Ukulele Orchestra and Great Britain ukuleles

En Grande-Bretagne, l’ukulélé appartient à la tradition nationale au même titre que le cricket, le pub, la tasse de thé, le rock’n’roll ou l’humour nonsensique. Et l’Ukulele Orchestra of Great Britain est le fleuron de cette tradition ukulélesque aussi séculaire que déjantée.


Déjà, Lewis Carroll photographiait Alice et ses cousines jouant l’ukulélé, et le hibou d’Edward Lear en accompagnait sa sérénade quand, avec le chat, They danced by the light of the moon, the moon, the moon. Certes, l’instrument s’appelait encore machete et venait de Madère, mais c’est de là qu’il entreprit le long voyage jusqu’à Honolulu, et lorsqu’en 1919 les musiciens hawaiiens le ramenèrent à Londres dans leur bagage, chacun le reconnut et s’empressa de l’accueillir sous son nouveau nom indigène : ukulele. Adepte enthousiaste, Édouard Windsor, prince de Galles en joue fort bien, il organise des ukulele tea parties pour la gentry, offre des instruments à la famille royale lors des fêtes de noël, emporte le sien dans ses safaris africains. La fièvre gagne toute l’Angleterre après les représentations à l’Hippodrome de Londres de la revue Leap Year, où le tableau final réunit cinquante joueurs d’ukulélés que les frères Keech d’Honolulu ont réunis pour l’événement. Puis arrive George Formby, sorte de croisement entre Fernandel et Charles Trenet à l’accent populaire de Liverpool s’accompagnant d’un ukulélé. Son succès s’étendra, à travers la scène et de nombreux films pendant toutes les années 1930 et bien au-delà de la seconde guerre mondiale. Outre le grand public, plusieurs générations d’artistes vouent à Formby un véritable culte, parmi eux Eric Clapton, les Beatles — John Lennon, Paul McCartney et surtout George Harrison, collectionneur d’ukulélés, membre bienfaiteur de la Formby Society —, mais bien d’autres encore, tels Peter Sellers ou Malcolm Lowry qui clôt sa propre épitaphe ainsi :
« … He lived, nightly, and drank, daily And died playing the ukelele »

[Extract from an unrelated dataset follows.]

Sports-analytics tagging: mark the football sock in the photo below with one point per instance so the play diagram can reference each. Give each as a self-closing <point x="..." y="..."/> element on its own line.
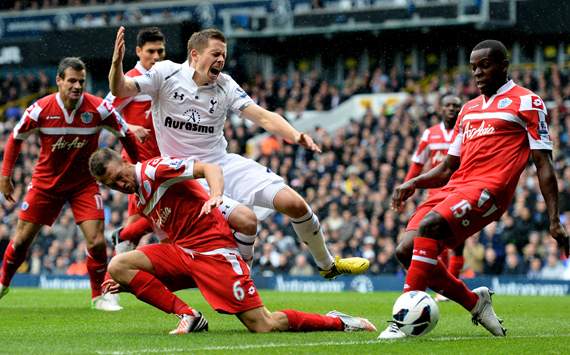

C’est dans ce prestigieux contexte historique que s’inscrit The Ukulele Orchestra of Great Britain. L’ensemble se réunit la première fois en 1985 pour ce qui ne devait être qu’une expérience d’un soir. Le succès rencontré lors de cette représentation est tel que l’orchestre doit rejouer le lendemain. Il n’a plus jamais cessé depuis. Dès 1988, l’UOGB comptait à son actif un LP, une apparition au WOMAD, une session BBC Radio 1 ainsi qu’une émission de télé BBC.

Depuis un quart de siècle, l’UOGB est devenu une institution nationale, vénérable et vénérée. Ses membres, en frac et avec le plus grand sérieux, moulinent à l’ukulélé les fleurons des compositeurs classiques, rock, punk, de musiques de films ou d’avant-garde. Wagner, The Clash, Beethoven, Nirvana, Bach, The Beatles, Morricone, Undertones, Sex Pistols … nul n’échappe.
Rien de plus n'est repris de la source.